Sent from my Galaxy Nexus using Tapatalk 2


----------



## area52 (Jun 7, 2011)

Where are you located? One thing I've noticed with LTE is the problem is usually with the tower. So you'll see it, talk about it on the forums and maybe 1 person happens to have the same issue. I have had that issue right after flashing the 4.2.2 radios and noticed my phone was acting very strange while the signal was all wonky.. (lag, freezes, etc) tried two roms and had the same issue. I was ready to flash back to stock and saw my wife's stock nexus just received the OTA and her signal got screwy the same time as mine. I haven't seen the problem again in a week so I'm thinking it's something on vzw's end and the new radio is causing the phone to interpret something differently. BTW I'm in Mesa, AZ

Sent from my Nexus 7 using Tapatalk HD


----------



## abtre (Jun 7, 2011)

I've had the same issue as the OP since I flashed these radios a month ago. In addition, my signal "locks up" a lot. It will show that I have a bar or more of 4G service and am connected to Google's servers, but literally nothing will load. It's very frustrating and I've kind of just put up with it for lack of knowledge on what to troubleshoot. For reference, I live in the suburbs of Dallas, so I would hope that such a big metropolitan area isn't having tower issues for weeks at a time.


----------



## artvandelay7 (Apr 8, 2013)

Good evening! First time posting on the site... do appreciate any help/suggestions!

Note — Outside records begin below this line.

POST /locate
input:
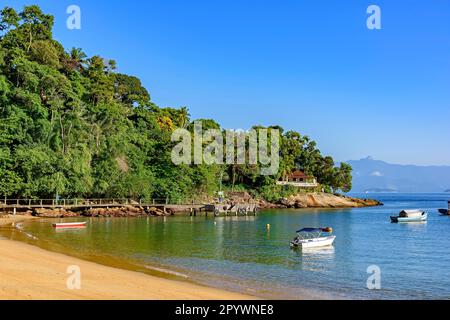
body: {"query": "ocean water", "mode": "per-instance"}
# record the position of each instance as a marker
(241, 254)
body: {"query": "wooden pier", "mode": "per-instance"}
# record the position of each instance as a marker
(193, 208)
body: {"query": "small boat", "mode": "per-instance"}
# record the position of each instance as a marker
(445, 212)
(70, 225)
(410, 216)
(313, 238)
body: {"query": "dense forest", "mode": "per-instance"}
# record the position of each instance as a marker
(71, 126)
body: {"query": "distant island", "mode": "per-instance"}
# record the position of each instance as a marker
(371, 175)
(380, 190)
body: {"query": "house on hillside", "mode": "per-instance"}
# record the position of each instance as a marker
(298, 179)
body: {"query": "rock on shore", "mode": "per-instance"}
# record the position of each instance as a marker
(326, 200)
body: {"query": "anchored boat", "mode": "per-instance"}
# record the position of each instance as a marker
(445, 212)
(313, 238)
(71, 225)
(410, 216)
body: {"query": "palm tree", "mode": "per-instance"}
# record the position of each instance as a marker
(77, 59)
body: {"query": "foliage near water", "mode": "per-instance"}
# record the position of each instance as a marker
(70, 125)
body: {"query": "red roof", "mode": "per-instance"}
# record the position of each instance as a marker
(298, 174)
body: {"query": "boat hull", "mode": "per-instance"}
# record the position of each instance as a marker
(409, 219)
(73, 225)
(313, 243)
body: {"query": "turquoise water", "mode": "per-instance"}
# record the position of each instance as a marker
(241, 254)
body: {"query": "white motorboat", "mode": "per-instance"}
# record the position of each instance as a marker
(410, 216)
(313, 238)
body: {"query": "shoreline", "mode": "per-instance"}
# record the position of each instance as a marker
(31, 273)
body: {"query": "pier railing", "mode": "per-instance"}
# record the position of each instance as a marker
(88, 202)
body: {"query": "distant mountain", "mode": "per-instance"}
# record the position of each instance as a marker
(371, 175)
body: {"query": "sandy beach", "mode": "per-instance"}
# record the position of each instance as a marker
(28, 272)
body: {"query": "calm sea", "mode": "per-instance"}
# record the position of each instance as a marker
(241, 254)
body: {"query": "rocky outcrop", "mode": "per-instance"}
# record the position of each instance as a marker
(326, 200)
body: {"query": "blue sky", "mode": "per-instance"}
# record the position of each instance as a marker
(311, 66)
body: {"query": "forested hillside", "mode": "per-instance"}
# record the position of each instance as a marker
(71, 126)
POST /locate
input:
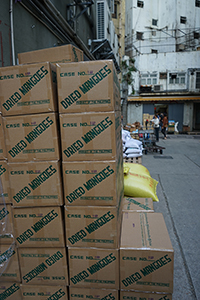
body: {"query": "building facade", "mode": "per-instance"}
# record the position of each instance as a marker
(164, 41)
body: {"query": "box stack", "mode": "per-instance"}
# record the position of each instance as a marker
(30, 119)
(146, 253)
(90, 122)
(9, 263)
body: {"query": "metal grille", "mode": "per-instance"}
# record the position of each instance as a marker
(164, 156)
(100, 20)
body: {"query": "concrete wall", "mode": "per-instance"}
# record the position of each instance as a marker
(31, 34)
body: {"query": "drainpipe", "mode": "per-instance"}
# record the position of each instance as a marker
(12, 32)
(63, 23)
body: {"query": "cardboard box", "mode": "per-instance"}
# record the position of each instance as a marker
(60, 54)
(43, 266)
(9, 263)
(88, 86)
(88, 293)
(92, 267)
(38, 227)
(137, 205)
(6, 225)
(2, 141)
(36, 183)
(28, 89)
(91, 136)
(95, 183)
(10, 291)
(32, 137)
(146, 261)
(43, 292)
(4, 181)
(96, 226)
(126, 295)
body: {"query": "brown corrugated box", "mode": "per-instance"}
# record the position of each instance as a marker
(93, 294)
(131, 295)
(9, 263)
(146, 253)
(36, 183)
(4, 181)
(43, 292)
(10, 291)
(92, 267)
(91, 136)
(96, 226)
(28, 89)
(32, 137)
(137, 205)
(88, 86)
(2, 141)
(38, 227)
(6, 225)
(94, 183)
(60, 54)
(43, 266)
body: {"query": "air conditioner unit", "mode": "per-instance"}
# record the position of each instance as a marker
(158, 88)
(103, 20)
(145, 88)
(180, 47)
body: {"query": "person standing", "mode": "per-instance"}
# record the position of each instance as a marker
(156, 122)
(164, 126)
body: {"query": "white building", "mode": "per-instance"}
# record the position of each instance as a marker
(163, 37)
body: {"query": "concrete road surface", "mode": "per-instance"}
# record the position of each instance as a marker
(178, 172)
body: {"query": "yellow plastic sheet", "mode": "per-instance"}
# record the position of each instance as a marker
(138, 182)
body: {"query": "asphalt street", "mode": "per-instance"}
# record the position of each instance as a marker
(177, 171)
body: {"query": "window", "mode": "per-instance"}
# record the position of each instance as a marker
(140, 3)
(154, 22)
(183, 19)
(139, 35)
(177, 78)
(163, 75)
(197, 80)
(148, 79)
(197, 3)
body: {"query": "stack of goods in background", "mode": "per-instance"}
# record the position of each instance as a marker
(90, 122)
(132, 148)
(146, 121)
(37, 254)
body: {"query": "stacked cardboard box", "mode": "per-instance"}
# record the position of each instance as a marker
(90, 122)
(146, 253)
(29, 107)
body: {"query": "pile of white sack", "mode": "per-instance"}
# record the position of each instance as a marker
(131, 147)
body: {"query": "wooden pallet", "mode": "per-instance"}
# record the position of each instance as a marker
(137, 160)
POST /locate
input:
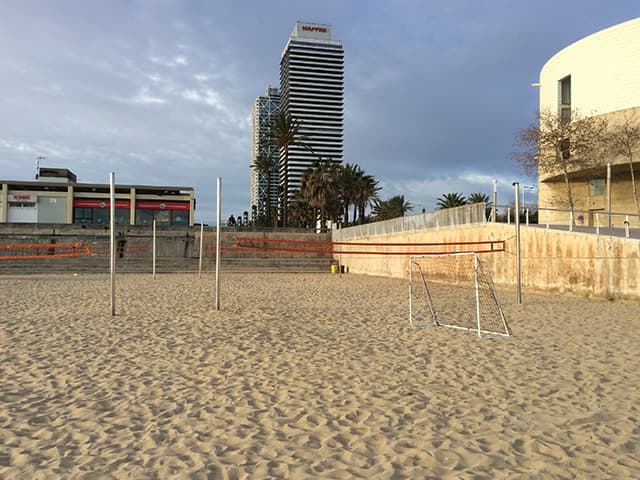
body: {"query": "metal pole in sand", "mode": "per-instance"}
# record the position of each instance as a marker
(201, 243)
(494, 206)
(218, 214)
(112, 239)
(153, 248)
(609, 194)
(516, 186)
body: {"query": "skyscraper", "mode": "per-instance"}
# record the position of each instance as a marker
(264, 109)
(312, 89)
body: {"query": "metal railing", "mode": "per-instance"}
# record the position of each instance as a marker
(466, 214)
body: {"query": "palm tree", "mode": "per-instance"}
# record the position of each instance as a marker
(481, 198)
(264, 166)
(478, 198)
(284, 132)
(366, 192)
(394, 207)
(451, 200)
(300, 213)
(348, 177)
(320, 187)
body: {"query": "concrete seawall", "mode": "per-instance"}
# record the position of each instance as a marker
(556, 261)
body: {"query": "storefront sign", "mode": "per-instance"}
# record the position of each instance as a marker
(22, 198)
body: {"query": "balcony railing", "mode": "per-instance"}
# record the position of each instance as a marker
(466, 214)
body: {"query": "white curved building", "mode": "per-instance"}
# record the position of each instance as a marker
(597, 75)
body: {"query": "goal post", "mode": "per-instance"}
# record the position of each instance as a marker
(454, 290)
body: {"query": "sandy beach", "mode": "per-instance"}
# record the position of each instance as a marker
(307, 376)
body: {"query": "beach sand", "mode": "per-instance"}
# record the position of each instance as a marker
(307, 376)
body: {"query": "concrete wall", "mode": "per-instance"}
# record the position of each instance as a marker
(577, 263)
(604, 69)
(605, 79)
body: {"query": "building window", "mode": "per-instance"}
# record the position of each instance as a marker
(564, 101)
(180, 217)
(144, 216)
(596, 187)
(99, 216)
(565, 149)
(83, 216)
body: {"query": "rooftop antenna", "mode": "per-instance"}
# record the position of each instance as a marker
(38, 159)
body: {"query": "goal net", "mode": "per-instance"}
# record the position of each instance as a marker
(454, 290)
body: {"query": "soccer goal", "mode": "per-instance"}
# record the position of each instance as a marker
(454, 290)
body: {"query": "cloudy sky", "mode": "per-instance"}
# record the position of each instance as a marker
(160, 91)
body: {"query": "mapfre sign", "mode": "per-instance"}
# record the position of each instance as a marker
(312, 30)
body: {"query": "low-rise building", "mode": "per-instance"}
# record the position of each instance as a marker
(56, 197)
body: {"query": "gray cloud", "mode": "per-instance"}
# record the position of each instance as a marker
(161, 91)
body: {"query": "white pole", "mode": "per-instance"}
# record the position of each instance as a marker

I've had the same issues as OP since OTA came out. Stock vzw gn, only OTAs since phone came out. I live in NYC and great/consistent 4g signal prior to 4.2.2 OTA. After the OTA, I've been noticing terrible 4g signal, many times with 0-1 bar, often -120 to -100 dbm. It seems when I reboot/battery pull the phone, I'll get a strong 4g signal (-75dbm) but then within a minute it will disappear. I have frequently seen the "0dbm 99asu" scenario, yet still maintain connectivity. Have also seen frequent swaps to 3g, and then to 1x!! Have done battery/sim pulls, also factory resetted just after the 4.2.2 came out just to start things fresh. 3g seems to work better and I've maintained a more consistent 3g connection. Like OP, I've also noticed a significantly higher "% without signal" and also awful battery life while the phone seems to search for signals.

Not really sure what else to try at this point. called vzw and got to level 2, and they couldn't help (they did see that I had lousy connections from their end), and escalated it to level 3. still waiting to hear back from them.

Any thoughts??

Thanks!



slider112 said:


> No, I was late to the party and didn't root until I received the 4.2.2 ota from VZW. No nandroids of my 4.1.1 stock setup to test with unfortunately. I will say, however, that this issue cropped up as soon as I took the ota... i was locked, stock, unrooted, stock recovery... Decided to do a factory reset and wipe to see if that would help, and in the process decided that since I was wiping anyway I'd just go ahead and unlock and root while I was at it. Made no difference, signal wise. Acted the same. Again, it's not horrible, and it doesn't really affect things on the grand scale... but it's annoying and it just doesn't make any sense to me. It's hard to figure out if it's a function of 4.2.2, the new radios, or both. Trying to isolate things is a challenge.


----------



## slider112 (Apr 10, 2012)

Art and abtre; thanks for posting and confirming what I've been experiencing since the 4.2.2 ota. The scenarios you describe are exactly what is happening to me, although my signal doesn't "lock up" as you describe abtre... that's a new one to me.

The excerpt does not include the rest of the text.